10. Gebot: Kommen Sie nicht zur Ruhe!
Schlafen Sie so wenig wie möglich, vermeiden Sie Entspannungspausen und Ruhe. Tun Sie immer mehrere Dinge gleichzeitig, setzen Sie sich unter Leistungsdruck und seien Sie nie zufrieden mit dem, was Sie geschafft haben. Meiden Sie Meditationen, Andachten, Yoga, Kirchen, klassische Konzerte, Saunagänge und ähnliches wie der sprichwörtliche Teufel das sprichwörtliche Weihwasser. Halten Sie auf keinen Fall Ordnung, strukturieren Sie nichts und planen Sie keinesfalls systematisch Ihren Tagesablauf. Wenn Sie unbedingt Urlaub nehmen müssen, dann nehmen Sie sich in der Zeit Dinge wie Reparaturen, Renovierungen oder Entrümpelungsaktionen vor. Lassen Sie Ihre Kinder nicht draußen spielen, vor allem dann, wenn es dort Grünanlagen oder gar unberührte Natur gibt. Geben Sie ihnen stattdessen Spielkonsolen, Smartphones und andere elektronische Geräte in die Hand, damit sie nicht in Versuchung geraten, sich womöglich an der frischen Luft zu bewegen. Und natürlich muss jedes Kinderzimmer einen eigenen Fernseher und Computer haben.
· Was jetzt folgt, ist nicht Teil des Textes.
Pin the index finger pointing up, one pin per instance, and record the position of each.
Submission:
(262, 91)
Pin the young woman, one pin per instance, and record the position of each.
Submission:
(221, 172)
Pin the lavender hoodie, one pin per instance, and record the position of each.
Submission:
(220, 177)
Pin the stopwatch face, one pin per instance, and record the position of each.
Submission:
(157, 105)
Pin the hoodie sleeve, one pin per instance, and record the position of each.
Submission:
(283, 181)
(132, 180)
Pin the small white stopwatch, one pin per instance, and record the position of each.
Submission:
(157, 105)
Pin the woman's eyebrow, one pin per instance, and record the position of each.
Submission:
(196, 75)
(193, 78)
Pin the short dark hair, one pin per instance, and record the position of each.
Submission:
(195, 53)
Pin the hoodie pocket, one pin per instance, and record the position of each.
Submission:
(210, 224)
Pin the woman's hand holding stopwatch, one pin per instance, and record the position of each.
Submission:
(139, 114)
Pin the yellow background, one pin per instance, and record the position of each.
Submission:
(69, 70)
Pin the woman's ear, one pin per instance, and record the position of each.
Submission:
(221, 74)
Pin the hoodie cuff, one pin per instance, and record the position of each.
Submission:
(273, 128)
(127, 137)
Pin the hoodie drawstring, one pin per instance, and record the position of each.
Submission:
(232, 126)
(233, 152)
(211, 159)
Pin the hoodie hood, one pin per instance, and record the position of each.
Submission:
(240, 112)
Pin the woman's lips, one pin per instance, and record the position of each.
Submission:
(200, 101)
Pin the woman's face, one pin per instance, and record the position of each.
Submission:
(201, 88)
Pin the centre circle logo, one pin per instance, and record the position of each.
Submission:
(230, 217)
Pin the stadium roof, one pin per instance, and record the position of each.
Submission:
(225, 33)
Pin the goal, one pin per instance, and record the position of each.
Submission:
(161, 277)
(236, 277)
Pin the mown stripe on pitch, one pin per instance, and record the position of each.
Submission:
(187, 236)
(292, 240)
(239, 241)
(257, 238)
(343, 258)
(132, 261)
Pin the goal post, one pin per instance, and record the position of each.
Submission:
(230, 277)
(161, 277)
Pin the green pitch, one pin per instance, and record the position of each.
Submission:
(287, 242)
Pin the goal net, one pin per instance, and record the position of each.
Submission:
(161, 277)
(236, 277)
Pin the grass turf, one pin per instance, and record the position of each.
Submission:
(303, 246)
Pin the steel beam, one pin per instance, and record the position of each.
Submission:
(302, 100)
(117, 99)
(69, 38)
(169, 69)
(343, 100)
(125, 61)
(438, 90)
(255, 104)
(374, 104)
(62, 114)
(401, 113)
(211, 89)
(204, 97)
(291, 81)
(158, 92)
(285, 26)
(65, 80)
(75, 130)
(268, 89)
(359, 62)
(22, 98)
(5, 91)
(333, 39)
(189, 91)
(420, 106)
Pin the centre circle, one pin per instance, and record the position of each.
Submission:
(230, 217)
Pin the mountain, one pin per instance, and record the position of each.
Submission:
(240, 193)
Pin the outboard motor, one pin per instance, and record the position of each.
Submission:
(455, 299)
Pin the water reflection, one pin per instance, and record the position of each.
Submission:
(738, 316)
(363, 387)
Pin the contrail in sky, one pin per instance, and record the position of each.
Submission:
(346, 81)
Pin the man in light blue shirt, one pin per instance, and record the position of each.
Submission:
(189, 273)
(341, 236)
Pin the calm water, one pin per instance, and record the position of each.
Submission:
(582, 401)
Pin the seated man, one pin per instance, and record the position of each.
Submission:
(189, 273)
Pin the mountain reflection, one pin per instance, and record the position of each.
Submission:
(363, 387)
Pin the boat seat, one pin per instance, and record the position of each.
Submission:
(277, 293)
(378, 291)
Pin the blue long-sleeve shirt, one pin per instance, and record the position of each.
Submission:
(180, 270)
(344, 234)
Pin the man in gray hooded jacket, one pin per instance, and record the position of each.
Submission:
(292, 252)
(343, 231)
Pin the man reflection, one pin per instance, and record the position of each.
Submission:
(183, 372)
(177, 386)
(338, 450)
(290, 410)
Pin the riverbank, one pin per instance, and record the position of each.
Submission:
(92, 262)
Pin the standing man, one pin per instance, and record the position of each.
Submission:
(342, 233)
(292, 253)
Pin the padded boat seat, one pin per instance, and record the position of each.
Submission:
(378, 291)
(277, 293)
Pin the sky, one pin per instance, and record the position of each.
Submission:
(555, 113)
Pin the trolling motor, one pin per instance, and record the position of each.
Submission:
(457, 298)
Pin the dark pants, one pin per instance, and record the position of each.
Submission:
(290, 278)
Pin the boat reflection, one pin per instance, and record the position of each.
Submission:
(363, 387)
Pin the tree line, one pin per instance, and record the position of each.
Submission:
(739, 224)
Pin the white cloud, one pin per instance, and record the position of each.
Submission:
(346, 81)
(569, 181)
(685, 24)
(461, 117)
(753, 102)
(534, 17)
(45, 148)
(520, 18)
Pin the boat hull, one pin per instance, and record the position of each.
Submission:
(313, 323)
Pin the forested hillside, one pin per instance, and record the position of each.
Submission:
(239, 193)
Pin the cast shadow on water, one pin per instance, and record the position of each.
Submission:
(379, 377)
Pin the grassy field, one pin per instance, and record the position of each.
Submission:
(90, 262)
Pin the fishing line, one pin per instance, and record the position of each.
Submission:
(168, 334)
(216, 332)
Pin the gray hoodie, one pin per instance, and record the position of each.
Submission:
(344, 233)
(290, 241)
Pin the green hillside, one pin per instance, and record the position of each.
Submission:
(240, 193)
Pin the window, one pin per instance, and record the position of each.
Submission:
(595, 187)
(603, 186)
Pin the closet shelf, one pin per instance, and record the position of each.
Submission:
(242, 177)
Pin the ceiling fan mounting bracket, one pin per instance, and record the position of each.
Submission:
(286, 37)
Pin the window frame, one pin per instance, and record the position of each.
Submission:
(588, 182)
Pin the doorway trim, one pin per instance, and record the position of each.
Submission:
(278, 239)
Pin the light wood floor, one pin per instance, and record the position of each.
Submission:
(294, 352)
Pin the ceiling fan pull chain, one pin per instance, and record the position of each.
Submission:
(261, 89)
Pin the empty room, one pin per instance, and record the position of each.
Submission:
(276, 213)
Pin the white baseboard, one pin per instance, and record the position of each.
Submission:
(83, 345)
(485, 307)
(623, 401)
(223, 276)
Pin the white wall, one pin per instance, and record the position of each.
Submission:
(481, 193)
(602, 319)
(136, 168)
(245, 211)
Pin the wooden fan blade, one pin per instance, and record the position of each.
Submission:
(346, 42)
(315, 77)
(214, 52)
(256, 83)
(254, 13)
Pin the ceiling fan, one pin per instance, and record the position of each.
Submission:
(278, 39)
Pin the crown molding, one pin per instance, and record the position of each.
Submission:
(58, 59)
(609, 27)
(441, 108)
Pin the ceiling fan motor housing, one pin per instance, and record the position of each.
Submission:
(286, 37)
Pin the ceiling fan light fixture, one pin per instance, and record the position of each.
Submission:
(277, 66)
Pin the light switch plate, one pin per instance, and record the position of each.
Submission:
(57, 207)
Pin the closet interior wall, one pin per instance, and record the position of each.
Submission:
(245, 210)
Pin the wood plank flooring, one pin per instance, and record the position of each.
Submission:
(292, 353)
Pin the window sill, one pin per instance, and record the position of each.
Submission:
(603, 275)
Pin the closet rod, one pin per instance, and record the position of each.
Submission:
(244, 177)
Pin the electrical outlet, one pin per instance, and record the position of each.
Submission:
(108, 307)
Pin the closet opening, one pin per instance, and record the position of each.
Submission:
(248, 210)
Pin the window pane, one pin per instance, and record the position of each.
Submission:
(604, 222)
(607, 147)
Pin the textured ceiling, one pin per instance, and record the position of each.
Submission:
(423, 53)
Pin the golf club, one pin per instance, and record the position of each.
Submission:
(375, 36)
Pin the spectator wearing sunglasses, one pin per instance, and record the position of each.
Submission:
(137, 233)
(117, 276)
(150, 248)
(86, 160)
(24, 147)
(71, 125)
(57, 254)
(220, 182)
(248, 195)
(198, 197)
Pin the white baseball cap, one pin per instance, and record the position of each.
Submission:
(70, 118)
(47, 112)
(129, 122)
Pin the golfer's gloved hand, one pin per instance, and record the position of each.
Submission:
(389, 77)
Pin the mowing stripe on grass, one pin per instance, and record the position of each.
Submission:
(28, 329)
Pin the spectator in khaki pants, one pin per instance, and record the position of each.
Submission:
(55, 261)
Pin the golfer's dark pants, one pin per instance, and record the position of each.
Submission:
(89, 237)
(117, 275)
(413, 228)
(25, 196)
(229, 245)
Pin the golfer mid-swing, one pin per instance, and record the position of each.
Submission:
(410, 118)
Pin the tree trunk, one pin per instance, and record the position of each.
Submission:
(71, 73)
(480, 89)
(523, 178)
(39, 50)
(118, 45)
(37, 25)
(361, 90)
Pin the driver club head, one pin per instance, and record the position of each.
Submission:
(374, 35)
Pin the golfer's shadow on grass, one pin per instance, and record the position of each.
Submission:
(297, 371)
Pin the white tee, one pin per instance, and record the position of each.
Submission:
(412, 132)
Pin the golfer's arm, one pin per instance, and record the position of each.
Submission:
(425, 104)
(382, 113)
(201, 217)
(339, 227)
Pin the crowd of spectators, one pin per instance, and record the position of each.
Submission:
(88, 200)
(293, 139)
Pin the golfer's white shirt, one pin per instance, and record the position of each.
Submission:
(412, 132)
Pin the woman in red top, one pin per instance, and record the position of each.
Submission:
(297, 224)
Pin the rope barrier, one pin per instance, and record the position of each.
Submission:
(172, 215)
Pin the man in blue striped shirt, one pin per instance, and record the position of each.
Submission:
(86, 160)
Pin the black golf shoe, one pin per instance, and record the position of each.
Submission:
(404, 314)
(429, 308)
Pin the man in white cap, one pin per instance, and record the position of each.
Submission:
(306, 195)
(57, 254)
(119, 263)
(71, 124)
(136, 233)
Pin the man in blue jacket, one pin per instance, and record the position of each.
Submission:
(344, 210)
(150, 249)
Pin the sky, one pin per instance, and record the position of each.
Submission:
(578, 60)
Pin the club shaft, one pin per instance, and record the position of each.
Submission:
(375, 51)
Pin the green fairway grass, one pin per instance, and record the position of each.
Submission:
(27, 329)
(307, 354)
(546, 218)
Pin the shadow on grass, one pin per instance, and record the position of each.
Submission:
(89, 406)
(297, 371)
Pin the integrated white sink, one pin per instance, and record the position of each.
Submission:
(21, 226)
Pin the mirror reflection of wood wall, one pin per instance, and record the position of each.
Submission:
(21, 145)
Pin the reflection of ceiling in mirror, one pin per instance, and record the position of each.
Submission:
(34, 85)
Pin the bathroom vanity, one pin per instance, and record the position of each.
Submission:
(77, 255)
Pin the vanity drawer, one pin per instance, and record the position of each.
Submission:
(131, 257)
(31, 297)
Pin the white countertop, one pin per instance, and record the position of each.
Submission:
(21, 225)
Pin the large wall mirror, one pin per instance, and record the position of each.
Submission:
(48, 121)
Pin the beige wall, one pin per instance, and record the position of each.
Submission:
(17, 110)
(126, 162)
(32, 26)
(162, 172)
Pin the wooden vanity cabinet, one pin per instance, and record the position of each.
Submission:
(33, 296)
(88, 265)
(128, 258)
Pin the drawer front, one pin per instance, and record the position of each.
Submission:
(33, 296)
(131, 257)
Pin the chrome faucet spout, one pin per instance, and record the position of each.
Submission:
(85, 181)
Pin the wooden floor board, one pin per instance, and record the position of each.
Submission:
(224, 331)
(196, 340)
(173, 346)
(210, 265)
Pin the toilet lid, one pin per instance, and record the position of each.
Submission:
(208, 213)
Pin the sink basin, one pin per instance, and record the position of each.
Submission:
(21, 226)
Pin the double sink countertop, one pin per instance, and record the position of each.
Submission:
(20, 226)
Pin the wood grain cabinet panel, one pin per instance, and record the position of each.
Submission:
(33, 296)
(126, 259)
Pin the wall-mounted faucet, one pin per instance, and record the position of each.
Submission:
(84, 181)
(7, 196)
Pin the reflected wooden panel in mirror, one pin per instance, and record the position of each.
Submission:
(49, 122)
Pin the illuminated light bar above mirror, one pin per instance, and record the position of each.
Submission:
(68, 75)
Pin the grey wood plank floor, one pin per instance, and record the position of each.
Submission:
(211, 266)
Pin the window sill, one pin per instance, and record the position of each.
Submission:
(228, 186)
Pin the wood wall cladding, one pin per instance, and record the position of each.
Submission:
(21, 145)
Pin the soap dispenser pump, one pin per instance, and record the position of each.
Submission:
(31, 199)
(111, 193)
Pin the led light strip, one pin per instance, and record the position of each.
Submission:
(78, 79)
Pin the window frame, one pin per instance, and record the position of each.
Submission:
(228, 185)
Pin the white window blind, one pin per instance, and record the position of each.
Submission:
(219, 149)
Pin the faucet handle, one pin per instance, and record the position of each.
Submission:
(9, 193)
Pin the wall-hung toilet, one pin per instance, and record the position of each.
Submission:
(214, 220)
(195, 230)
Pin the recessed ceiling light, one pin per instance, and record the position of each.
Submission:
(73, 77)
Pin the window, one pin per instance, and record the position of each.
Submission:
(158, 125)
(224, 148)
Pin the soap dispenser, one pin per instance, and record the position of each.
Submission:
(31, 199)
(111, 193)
So. Nun wissen Sie Bescheid. Die Welt wird immer schlimmer? Das Leben ist öde? Dann tun Sie etwas dafür, dass Ihre Aufenthaltsdauer auf dem Planeten nicht zu lange dauert, indem Sie die aufgelisteten Ratschläge beherzigen und in die Praxis umsetzen. Es bleibt noch anzumerken, dass es sich mit diesen zehn Geboten genauso verhält wie mit jenen, die der Überlieferung zufolge Mose von Gott persönlich diktiert bekommen hat: Um den gewünschten Effekt mit Sicherheit zu erzielen, muss man schon alle zehn Gebote halten. Eine Garantie allerdings vermag ich Ihnen nicht zu geben.